IL ne passe plus un jour sans que les infos nous fassent part d’un accident de la route ou des chemins de fer, avec son lot de morts et/ou de blessés. Et on devrait s’estimer heureux et toucher du bois du fait que nous sommes épargnés par les accidents aériens. Les raisons, outre la bénédiction de Dieu, la réputation professionnelle de nos pilotes connus à l’échelle mondiale pour leur formation et leur compétence de grande qualité. Mais encore, notre transporteur national, également, Tunisair en l’occurrence, a de tout temps joui d’une réputation en béton basée sur le sérieux et la rigueur de ses dirigeants et ses employés. Finalement, tout a une explication. Si bien qu’il n’est pas hasardeux d’avancer que l’augmentation du nombre des accidents routiers et ferroviaires n’est ni le fruit du hasard ni le fait du mauvais sort. Les raisons de cette malédiction existent dans les failles techniques, de gestion et financières et dans les erreurs humaines qui plombent le secteur du transport et le rend meurtrier.
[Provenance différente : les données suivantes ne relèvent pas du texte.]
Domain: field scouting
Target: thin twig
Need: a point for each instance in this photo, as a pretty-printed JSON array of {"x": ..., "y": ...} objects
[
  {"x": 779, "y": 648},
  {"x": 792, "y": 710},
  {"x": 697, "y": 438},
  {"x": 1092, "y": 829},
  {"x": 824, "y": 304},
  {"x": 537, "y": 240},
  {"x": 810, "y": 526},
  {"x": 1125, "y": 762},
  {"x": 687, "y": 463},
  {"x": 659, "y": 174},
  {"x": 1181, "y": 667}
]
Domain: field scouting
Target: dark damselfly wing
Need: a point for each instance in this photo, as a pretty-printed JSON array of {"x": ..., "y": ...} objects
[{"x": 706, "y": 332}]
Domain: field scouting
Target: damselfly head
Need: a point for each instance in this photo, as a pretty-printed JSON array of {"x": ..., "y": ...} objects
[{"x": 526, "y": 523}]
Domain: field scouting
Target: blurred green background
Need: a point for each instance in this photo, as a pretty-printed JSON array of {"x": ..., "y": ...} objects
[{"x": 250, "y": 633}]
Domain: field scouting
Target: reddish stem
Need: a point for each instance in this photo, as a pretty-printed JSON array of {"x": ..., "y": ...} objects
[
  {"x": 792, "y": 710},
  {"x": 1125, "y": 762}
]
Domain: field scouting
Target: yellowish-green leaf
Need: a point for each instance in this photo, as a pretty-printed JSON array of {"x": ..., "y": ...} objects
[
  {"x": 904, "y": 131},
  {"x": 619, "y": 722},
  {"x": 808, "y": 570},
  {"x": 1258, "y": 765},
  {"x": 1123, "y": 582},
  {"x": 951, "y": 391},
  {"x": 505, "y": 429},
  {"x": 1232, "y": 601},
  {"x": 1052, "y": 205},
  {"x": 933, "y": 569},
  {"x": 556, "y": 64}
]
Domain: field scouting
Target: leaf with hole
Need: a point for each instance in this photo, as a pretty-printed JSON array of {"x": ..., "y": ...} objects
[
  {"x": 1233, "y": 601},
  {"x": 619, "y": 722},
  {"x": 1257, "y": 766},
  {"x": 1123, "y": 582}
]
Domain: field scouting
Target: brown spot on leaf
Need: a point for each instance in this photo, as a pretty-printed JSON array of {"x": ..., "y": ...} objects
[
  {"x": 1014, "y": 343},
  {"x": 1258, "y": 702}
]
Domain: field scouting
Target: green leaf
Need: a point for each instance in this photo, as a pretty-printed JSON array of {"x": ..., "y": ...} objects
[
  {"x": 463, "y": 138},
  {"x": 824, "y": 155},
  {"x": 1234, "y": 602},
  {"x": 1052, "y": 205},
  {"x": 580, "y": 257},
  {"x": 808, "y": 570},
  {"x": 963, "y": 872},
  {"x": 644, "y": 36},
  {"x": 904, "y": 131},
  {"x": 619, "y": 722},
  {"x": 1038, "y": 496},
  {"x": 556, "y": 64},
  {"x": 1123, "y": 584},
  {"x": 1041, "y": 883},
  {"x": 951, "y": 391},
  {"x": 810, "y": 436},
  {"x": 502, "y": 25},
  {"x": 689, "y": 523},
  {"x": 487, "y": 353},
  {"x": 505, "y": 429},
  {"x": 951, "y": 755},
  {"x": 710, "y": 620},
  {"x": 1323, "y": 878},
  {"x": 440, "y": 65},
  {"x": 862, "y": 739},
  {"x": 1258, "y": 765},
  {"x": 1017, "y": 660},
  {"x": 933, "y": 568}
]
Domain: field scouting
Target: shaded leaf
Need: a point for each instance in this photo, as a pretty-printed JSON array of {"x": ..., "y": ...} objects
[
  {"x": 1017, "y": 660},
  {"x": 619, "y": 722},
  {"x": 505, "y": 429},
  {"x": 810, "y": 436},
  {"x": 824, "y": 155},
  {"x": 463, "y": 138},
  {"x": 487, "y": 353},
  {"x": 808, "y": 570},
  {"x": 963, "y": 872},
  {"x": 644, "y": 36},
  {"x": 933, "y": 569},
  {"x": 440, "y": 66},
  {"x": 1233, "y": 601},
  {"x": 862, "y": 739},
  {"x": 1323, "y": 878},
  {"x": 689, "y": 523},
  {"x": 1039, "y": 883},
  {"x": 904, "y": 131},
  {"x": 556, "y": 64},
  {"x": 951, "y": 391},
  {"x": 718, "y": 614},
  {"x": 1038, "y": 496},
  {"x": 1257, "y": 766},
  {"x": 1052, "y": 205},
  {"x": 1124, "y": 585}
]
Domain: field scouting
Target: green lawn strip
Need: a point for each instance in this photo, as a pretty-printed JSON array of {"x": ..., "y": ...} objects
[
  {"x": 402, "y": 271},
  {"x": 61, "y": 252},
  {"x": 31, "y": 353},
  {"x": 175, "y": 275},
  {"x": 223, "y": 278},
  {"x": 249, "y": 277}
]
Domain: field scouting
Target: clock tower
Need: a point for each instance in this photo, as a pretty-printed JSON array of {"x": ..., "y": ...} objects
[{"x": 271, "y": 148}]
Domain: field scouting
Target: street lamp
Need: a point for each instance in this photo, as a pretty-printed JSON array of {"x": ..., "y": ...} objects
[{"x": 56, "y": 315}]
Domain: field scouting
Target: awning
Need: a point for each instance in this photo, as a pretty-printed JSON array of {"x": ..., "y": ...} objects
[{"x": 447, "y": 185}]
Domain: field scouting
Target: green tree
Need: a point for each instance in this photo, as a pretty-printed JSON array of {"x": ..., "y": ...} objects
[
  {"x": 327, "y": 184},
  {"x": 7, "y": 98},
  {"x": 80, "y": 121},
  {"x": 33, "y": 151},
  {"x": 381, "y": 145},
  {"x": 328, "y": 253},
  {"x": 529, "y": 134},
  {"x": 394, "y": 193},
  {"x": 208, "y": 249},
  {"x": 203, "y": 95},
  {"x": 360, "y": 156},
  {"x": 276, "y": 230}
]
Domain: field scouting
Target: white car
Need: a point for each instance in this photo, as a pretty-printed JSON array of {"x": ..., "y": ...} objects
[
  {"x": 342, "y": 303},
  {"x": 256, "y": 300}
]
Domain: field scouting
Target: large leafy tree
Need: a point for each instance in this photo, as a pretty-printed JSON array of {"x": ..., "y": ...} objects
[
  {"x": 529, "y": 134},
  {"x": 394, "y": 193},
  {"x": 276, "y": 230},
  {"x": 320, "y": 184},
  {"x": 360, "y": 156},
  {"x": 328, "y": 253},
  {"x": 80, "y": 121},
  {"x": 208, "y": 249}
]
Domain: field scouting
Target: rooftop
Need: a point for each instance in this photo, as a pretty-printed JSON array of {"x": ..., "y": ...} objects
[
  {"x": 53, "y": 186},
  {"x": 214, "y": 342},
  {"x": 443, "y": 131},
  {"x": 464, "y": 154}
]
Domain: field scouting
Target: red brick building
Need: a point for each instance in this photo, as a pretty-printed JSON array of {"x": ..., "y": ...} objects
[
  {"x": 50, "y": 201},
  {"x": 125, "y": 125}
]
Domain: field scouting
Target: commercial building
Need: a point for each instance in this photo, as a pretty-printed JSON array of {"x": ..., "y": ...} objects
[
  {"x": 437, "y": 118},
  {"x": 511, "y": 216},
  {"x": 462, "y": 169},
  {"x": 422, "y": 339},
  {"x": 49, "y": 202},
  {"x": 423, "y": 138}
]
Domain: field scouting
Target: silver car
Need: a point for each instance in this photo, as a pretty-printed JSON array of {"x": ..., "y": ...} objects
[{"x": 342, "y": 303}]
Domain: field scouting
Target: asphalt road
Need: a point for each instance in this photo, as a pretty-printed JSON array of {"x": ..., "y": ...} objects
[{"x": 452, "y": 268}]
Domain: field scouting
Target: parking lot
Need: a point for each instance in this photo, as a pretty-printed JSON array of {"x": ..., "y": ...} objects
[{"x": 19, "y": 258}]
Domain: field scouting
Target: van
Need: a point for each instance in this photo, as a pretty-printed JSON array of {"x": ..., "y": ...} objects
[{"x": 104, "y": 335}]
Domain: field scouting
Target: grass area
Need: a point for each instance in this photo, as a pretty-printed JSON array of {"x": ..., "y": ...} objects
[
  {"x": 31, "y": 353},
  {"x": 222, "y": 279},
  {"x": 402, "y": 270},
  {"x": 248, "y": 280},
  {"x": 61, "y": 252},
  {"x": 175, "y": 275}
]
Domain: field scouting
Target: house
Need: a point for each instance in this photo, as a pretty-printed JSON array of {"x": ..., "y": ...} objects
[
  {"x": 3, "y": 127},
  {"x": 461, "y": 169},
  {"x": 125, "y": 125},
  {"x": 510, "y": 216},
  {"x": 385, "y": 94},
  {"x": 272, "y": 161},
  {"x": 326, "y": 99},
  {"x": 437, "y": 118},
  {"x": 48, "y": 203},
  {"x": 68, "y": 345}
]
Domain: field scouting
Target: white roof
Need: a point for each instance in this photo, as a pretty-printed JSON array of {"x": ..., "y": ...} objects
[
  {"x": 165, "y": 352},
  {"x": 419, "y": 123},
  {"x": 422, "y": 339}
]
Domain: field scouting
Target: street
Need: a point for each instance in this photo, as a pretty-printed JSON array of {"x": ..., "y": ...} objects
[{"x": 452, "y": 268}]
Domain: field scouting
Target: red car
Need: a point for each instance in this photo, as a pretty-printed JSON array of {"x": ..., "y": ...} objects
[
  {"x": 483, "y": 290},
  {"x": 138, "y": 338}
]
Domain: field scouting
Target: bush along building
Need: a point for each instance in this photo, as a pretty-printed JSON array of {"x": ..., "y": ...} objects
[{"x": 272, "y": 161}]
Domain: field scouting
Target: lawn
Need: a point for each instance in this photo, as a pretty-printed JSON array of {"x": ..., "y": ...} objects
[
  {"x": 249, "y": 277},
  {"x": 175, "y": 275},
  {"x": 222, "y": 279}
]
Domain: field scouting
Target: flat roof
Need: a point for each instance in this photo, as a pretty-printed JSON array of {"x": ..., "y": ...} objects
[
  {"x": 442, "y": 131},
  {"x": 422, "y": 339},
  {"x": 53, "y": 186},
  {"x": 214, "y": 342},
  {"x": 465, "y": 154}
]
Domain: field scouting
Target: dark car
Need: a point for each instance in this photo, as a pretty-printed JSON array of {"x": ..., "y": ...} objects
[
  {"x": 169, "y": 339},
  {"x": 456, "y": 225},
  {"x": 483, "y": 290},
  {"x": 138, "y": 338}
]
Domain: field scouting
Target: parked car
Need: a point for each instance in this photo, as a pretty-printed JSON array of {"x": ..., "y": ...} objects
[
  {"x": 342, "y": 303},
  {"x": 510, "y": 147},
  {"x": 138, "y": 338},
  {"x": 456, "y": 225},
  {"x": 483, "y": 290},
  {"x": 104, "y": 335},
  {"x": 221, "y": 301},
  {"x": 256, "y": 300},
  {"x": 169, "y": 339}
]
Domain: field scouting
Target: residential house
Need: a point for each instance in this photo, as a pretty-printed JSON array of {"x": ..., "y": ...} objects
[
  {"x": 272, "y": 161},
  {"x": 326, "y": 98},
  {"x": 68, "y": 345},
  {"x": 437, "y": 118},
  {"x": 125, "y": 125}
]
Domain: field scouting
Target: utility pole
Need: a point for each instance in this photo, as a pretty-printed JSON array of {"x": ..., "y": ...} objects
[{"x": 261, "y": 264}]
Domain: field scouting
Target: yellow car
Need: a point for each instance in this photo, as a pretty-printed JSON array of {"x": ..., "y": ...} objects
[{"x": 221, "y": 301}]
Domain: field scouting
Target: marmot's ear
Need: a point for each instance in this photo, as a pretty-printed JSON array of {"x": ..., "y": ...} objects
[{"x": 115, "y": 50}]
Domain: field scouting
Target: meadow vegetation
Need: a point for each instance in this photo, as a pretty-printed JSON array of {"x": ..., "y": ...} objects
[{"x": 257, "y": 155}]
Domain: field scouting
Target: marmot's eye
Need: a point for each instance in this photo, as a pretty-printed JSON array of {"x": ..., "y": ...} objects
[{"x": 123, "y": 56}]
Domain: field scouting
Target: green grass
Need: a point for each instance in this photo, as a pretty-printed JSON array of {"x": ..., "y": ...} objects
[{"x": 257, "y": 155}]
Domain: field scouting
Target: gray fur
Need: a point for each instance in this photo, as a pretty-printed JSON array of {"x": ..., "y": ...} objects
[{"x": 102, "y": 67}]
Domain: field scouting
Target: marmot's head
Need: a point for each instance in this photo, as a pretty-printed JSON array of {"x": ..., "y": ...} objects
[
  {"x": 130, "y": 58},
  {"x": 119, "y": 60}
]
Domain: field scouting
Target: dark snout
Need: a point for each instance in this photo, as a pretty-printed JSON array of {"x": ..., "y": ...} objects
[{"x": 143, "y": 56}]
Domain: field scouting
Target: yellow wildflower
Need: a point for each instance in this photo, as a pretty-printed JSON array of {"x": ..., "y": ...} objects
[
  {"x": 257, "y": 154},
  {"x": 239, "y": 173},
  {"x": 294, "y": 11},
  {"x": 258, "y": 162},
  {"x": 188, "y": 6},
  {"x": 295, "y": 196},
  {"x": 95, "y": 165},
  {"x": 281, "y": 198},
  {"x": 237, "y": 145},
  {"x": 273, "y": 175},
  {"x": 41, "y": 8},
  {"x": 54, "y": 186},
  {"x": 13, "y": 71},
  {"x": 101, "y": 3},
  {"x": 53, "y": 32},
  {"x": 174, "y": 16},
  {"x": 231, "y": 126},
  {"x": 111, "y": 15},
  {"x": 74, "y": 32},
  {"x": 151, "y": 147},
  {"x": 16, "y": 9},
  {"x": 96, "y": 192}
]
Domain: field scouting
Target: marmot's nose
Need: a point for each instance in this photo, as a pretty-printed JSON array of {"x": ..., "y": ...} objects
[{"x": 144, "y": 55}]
La responsabilité d’un grave accident incombe forcément à tous ses protagonistes.

Parmi ces failles, qui ont été dénoncées à maintes reprises de l’intérieur même de la Sncft, la vétusté du matériel roulant et la non-adéquation du nouveau matériel à la très ancienne infrastructure ferroviaire, le manque de maintenance et d’investissements, la mauvaise gouvernance et son corollaire, la corruption. Le déraillement de train des voyageurs, qui  s’est produit lundi dernier au niveau de Kalâa Kebira (gouvernorat de Sousse), qui a fait 21 blessés, et pour lequel une enquête a été ordonnée pour en définir les responsabilités, a été, lui aussi, justifié par l’état défectueux  des rails, notamment par le ministre du Transport.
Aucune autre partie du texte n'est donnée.